Дом под утопающей звездой | страница 103
В ту же минуту победоносное выражение на моем лице исчезло, потому что на лице моего друга появилось то же победоносное выражение, но такое загадочное, такое безобразное, что я сам испугался, сам не зная, почему. В эту минуту один бог знает, что бы я дал, чтоб это слово — «лунатик» — не было мною произнесено. Я немного успокоился, когда Бенедикт покачал через минуту головой. Он сказал, что твердо убежден, что по этим крышам даже лунатик не мог бы ходить; кроме того, прибавил он, Терезе было невозможно попасть из монастыря на крышу. Он был убежден, что это была ее душа, и опять сослался на Плиния. Потом Бенедикт написал несколько имен писателей, которые говорили о магии и спиритизме, и просил меня узнать, есть ли их произведения в книжных лавках. Этот вопрос, сказал он, его вдруг очень заинтересовал, и он хотел бы им заняться.
Я ушел почти совершенно успокоенный, но дома у меня начали бродить мысли. Я чувствовал какой-то неопределенный страх, и меня непрестанно тянуло просить в монастыре свидания с княжной. Потом это казалось мне почти безумием. Что бы я сказал? Затем я снова начинал раздумывать об Аполлонии из Тиана и о его видениях: то я считал его великим магом, то обманщиком, и опять вспоминал княжну Терезу. Так провел я весь день; вечером побежал к Бенедикту, но не застал его ни дома, ни в мастерской. Я напрасно долго стучал и звонил, и кончил тем, что долго ходил сердитый по улицам. Прошел около винного погреба, и там, наконец, я увидал Бенедикта.

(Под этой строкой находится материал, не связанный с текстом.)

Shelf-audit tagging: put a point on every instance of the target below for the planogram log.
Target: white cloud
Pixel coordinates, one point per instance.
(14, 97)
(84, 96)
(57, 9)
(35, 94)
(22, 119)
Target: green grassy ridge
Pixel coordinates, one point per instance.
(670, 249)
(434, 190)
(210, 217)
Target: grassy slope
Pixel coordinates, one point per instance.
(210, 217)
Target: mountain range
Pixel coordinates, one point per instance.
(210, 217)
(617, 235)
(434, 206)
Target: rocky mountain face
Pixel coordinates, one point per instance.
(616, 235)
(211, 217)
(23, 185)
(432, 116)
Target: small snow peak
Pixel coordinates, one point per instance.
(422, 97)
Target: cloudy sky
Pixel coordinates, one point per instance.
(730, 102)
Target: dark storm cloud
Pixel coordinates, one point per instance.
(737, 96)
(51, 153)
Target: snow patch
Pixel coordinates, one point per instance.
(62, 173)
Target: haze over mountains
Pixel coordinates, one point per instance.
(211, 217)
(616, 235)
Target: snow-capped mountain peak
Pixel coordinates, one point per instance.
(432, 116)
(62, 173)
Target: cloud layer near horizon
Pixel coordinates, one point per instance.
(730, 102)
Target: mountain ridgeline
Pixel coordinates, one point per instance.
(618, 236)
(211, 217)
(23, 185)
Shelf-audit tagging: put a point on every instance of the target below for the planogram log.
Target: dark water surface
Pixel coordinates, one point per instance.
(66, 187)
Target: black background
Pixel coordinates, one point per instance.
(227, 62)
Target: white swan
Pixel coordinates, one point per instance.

Он был довольно весел, но те, с которыми он сидел, были для меня людьми настолько отвратительными, что я не вошел. Я вернулся домой и, усталый, сейчас же лег, однако довольно быстро проснулся от первого сна и не заснул больше во всю ночь.
Месяц светил, как рыбье око, занавеси были спущены, но через одну скважину в комнату пробивался лунный свет и образовывал на полу круглые серебристые пятна, точно лужи после дождя. Я не мог оторвать глаз от этих светлых пятен, и они скоро стали мне казаться озером, прозрачной, глубокой, бездонной водой, в которую бросилась княжна Тереза, и выражение какого-то отчаяния в ее глазах вывело меня из полудремоты, в которую я на минуту впал. Я сел на постели, сердце усиленно билось от страха, голову я держал обеими руками, точно она склонялась от тяжелого удара.
Когда же рассвело, я быстро оделся и, не думая о том, что Бенедикт, может быть, еще спит, поспешил к нему. Дом был уже отворен, и я встретил его сидящим на ступеньках у самого порога в мастерскую. Услыхав мои шаги по лестнице, он взглянул — и я ужаснулся его вида. Он был бледен, как мертвец. Он подал мне дрожащую руку — она была в крови.